Filter out tokens that appear in

  1. less than no_below documents (absolute number) or
  2. more than no_above documents (fraction of total corpus size, not absolute number).
  3. after (1) and (2), keep only the first keep_n most frequent tokens (or keep all if None).

After the pruning, shrink resulting gaps in word ids.

Note: Due to the gap shrinking, the same word may have a different word id before and after the call to this function!

filter_tokens(bad_ids=None, good_ids=None)

Remove the selected bad_ids tokens from all dictionary mappings, or, keep selected good_ids in the mapping and remove the rest.

bad_ids and good_ids are collections of word ids to be removed.

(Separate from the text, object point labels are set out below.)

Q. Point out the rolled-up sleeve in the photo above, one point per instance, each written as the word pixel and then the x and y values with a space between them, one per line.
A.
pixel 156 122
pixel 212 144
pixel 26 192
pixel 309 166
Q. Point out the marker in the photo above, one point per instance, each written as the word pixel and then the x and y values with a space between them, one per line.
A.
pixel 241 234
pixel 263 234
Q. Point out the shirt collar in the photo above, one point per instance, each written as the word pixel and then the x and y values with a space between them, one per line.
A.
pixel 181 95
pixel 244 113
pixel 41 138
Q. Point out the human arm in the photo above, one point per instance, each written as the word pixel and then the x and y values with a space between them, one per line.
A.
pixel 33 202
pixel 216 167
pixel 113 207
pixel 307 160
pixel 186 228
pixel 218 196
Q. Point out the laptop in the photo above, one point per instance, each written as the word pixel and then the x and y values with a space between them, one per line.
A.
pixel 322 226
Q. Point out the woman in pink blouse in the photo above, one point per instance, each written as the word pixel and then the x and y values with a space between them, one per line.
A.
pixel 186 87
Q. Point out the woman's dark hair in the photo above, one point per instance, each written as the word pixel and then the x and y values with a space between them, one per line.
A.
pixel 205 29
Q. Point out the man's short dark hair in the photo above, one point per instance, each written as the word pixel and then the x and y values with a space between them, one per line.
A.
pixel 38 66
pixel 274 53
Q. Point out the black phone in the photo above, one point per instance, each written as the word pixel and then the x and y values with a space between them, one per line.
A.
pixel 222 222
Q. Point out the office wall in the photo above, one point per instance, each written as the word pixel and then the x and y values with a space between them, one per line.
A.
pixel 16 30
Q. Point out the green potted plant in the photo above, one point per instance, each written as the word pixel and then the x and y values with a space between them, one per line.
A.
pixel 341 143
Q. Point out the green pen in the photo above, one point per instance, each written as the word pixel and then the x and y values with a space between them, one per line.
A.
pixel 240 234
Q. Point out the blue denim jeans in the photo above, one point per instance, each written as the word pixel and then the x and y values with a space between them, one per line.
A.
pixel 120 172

static from_corpus(corpus)

Create Dictionary from an existing corpus. This can be useful if you only have a term-document BOW matrix (represented by corpus), but not the original text corpus.

This will scan the term-document count matrix for all word ids that appear in it, then construct and return Dictionary which maps each word_id -> str(word_id).

keys()

Return a list of all token ids.

classmethod load(fname)

Load a previously saved object from file (also see save).

static load_from_text(fname)

Load a previously stored Dictionary from a text file. Mirror function to save_as_text.

save(fname)

Save the object to file via pickling (also see load).

save_as_text(fname)

Save this Dictionary to a text file, in format: id[TAB]word_utf8[TAB]document frequency[NEWLINE].

Note: use save/load to store in binary format instead (pickle).